Making a long distance call over the Internet is getting a ton of media attention these days. But is it all that it's cracked up to be? In a word: Yes.
Large companies are starting to look at it as an alternative method of placing calls, and that has the traditional telephone companies scared stiff, and desperately trying to head them off.
There are basically two ways a long distance call can be made over the Internet.
Traditionally, it was between two computers on the Internet, and used the sound cards found in most computers. You installed a piece of software on both computers, and were able to talk to each other.
The leader in this software was a company known as VocalTec with a product called iPhone. The first versions of iPhone allowed for voice communications of a quality typically compared to CB radio. One person at a time could speak, and it sounded a little like you were talking in a tunnel.
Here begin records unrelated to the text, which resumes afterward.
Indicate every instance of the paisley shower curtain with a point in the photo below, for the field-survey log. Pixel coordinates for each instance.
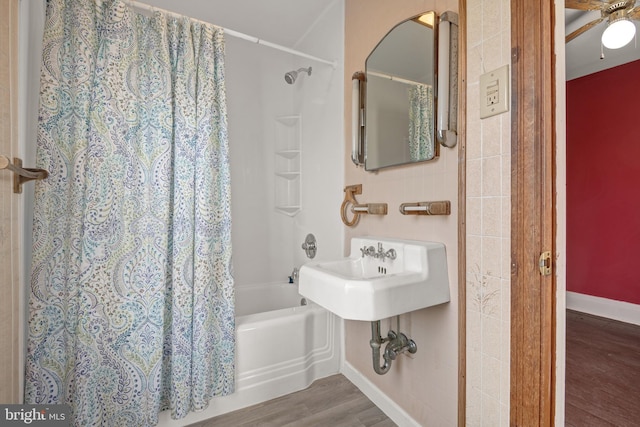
(421, 119)
(131, 306)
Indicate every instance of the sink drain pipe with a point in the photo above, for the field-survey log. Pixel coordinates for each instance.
(397, 343)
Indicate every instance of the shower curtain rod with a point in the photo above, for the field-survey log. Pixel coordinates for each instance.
(237, 34)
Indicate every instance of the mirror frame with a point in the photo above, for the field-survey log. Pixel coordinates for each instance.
(445, 89)
(365, 98)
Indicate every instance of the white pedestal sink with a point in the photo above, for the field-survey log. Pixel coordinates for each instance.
(368, 286)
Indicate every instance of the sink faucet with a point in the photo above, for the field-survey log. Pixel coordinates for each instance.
(368, 251)
(391, 253)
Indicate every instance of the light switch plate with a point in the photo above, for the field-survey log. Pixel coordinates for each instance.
(494, 92)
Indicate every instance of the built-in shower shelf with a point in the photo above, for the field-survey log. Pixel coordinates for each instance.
(288, 161)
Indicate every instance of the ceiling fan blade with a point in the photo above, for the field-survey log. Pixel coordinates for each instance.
(585, 4)
(634, 13)
(582, 29)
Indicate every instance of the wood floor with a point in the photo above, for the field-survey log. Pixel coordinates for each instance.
(331, 401)
(603, 372)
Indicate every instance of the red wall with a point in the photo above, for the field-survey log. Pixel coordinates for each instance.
(603, 184)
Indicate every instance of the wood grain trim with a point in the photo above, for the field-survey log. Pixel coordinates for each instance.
(462, 213)
(532, 223)
(10, 361)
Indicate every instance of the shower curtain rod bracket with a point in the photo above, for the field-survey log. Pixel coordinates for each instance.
(20, 174)
(237, 34)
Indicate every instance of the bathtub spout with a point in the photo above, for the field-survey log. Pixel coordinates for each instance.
(375, 343)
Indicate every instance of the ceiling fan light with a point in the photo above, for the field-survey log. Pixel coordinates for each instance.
(618, 33)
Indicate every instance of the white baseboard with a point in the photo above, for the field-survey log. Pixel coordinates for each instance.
(603, 307)
(381, 400)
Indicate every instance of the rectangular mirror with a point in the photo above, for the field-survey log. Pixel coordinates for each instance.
(399, 99)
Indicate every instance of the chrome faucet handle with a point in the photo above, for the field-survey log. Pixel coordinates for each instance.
(391, 254)
(368, 251)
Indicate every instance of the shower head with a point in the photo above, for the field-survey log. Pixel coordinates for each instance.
(291, 76)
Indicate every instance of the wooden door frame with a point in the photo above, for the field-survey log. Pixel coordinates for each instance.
(532, 205)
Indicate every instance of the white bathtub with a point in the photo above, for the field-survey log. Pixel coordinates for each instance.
(281, 347)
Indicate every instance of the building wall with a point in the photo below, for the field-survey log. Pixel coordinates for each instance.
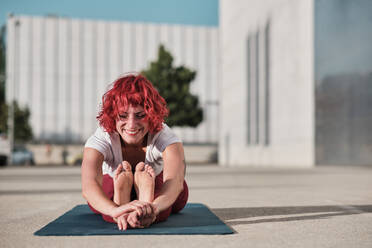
(60, 67)
(343, 77)
(267, 91)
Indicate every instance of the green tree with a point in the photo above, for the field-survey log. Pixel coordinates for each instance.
(22, 128)
(173, 83)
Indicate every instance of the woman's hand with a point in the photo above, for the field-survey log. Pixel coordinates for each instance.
(143, 221)
(131, 213)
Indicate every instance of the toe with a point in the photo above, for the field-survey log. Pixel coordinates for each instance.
(140, 166)
(118, 169)
(126, 166)
(150, 170)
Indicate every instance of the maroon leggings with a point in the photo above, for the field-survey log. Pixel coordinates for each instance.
(178, 205)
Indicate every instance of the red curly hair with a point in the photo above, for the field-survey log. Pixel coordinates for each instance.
(135, 90)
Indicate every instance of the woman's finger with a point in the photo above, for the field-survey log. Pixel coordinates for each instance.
(119, 223)
(125, 224)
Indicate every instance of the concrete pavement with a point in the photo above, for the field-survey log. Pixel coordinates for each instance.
(319, 207)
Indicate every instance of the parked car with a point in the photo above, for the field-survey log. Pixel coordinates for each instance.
(21, 155)
(4, 150)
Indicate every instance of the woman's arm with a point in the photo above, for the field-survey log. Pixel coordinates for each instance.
(91, 182)
(173, 177)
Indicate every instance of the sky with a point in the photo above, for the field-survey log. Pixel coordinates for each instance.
(188, 12)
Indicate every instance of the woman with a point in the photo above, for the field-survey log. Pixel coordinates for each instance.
(133, 166)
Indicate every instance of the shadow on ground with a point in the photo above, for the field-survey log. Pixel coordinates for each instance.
(233, 216)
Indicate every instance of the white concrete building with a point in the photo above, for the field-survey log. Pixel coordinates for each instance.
(60, 67)
(286, 67)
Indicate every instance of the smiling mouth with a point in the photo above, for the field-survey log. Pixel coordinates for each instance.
(132, 132)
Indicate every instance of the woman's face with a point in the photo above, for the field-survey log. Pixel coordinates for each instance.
(131, 125)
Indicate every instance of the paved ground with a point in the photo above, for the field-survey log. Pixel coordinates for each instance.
(320, 207)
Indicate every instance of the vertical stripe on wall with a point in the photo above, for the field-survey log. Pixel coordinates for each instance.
(257, 89)
(82, 115)
(94, 65)
(209, 103)
(267, 84)
(56, 73)
(42, 80)
(107, 52)
(248, 92)
(30, 63)
(120, 48)
(68, 80)
(133, 48)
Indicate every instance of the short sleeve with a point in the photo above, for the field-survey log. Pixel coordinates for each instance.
(166, 137)
(100, 141)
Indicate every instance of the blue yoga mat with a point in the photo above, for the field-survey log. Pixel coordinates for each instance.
(195, 218)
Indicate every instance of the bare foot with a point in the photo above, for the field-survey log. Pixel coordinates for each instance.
(123, 183)
(144, 182)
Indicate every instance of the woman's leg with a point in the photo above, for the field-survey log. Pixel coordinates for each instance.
(144, 182)
(118, 188)
(123, 183)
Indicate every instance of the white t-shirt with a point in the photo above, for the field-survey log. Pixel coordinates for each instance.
(110, 147)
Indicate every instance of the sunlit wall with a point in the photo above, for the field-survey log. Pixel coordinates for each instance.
(343, 80)
(267, 96)
(296, 85)
(60, 67)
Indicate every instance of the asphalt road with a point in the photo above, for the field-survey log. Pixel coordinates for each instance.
(319, 207)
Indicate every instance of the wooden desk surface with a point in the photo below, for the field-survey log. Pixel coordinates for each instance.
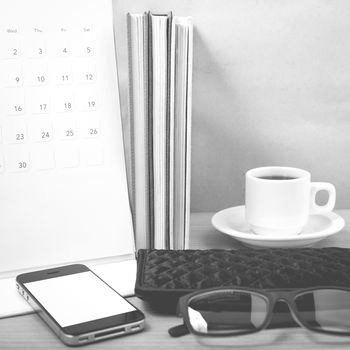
(29, 332)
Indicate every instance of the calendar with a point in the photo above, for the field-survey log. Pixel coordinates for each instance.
(63, 189)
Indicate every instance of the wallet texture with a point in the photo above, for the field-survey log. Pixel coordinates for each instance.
(165, 275)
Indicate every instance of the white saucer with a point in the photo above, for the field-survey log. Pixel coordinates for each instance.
(232, 222)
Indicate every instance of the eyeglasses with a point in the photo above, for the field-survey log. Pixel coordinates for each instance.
(235, 311)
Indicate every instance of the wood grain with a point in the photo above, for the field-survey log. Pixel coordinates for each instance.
(29, 332)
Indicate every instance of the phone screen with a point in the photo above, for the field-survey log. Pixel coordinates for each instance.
(78, 298)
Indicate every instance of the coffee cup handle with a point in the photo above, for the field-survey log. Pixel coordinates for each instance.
(329, 206)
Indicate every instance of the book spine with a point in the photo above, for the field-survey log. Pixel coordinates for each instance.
(188, 134)
(159, 26)
(138, 93)
(131, 123)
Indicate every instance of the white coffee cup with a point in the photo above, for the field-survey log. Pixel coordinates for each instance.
(279, 200)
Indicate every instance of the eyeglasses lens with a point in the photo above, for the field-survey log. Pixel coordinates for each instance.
(325, 310)
(227, 312)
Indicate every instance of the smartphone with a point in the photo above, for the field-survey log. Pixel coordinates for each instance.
(77, 305)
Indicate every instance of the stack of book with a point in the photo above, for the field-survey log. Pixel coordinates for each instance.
(160, 75)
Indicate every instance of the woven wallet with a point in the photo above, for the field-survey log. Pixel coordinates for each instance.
(165, 275)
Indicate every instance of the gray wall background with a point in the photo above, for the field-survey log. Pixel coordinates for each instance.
(271, 86)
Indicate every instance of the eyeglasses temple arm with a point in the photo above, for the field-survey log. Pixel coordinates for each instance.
(178, 331)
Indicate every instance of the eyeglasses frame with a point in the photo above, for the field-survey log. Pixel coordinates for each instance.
(273, 295)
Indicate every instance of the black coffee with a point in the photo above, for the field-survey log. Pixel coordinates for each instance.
(277, 177)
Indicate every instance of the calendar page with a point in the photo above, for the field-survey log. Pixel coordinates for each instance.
(63, 190)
As iPhone underwent several revisions, and the bandwidth of the Internet improved, the quality of voice communication is much clearer. Other software programs also have appeared to compete with iPhone.
It is not possible to carry on a two way (full duplex) conversation (that is where both parties can speak at exactly the same time and still hear one another, just like on a regular phone). However, you still require a computer on each end.
The second method of using the Internet is to call through what is known as a PSTN gateway. PSTN stands for the Publicly Switched Telephone Network, and basically refers to what is commonly known as the "Bell Network". The PSTN is what connects the phone in your house to the house next door.
Now, gateways exist between the Internet and the PSTN. What that means, is that you can pick up your regular house phone, and dial a local number where you will be prompted for the long distance number you wish to call.
Then, your voice is digitized by the gateway, and transmitted over the Internet to a remote gateway, where it is returned to the PSTN, and the person you are calling simply answers their normal house phone.
The advantage to this is obvious. You can now use the Internet, and obtain its cost savings, without having to have a computer. You simply use a regular phone as usual. Your voice is being transmitted over the Internet, but frankly, who cares? The end result is the same as a normal long distance call.
Vienna Systems, a local company which is a Newbridge spin-off, is leading the way worldwide in this new gateway technology. I was able to obtain a demo of their system, and the quality is surprisingly good.
My staff have described it best with "Better than a cellular, but not quite as good as normal phone lines."
What is not the same, is the cost of that call. A large Bell company in the U.S. has started to offer calls to anywhere in the U.S. for 7c a minute. As these gateways become more common, prices should decrease even further.
Perhaps the best way to sum up this technology, is with the quote "For 7c a minute, who cares if you can hear a pin drop."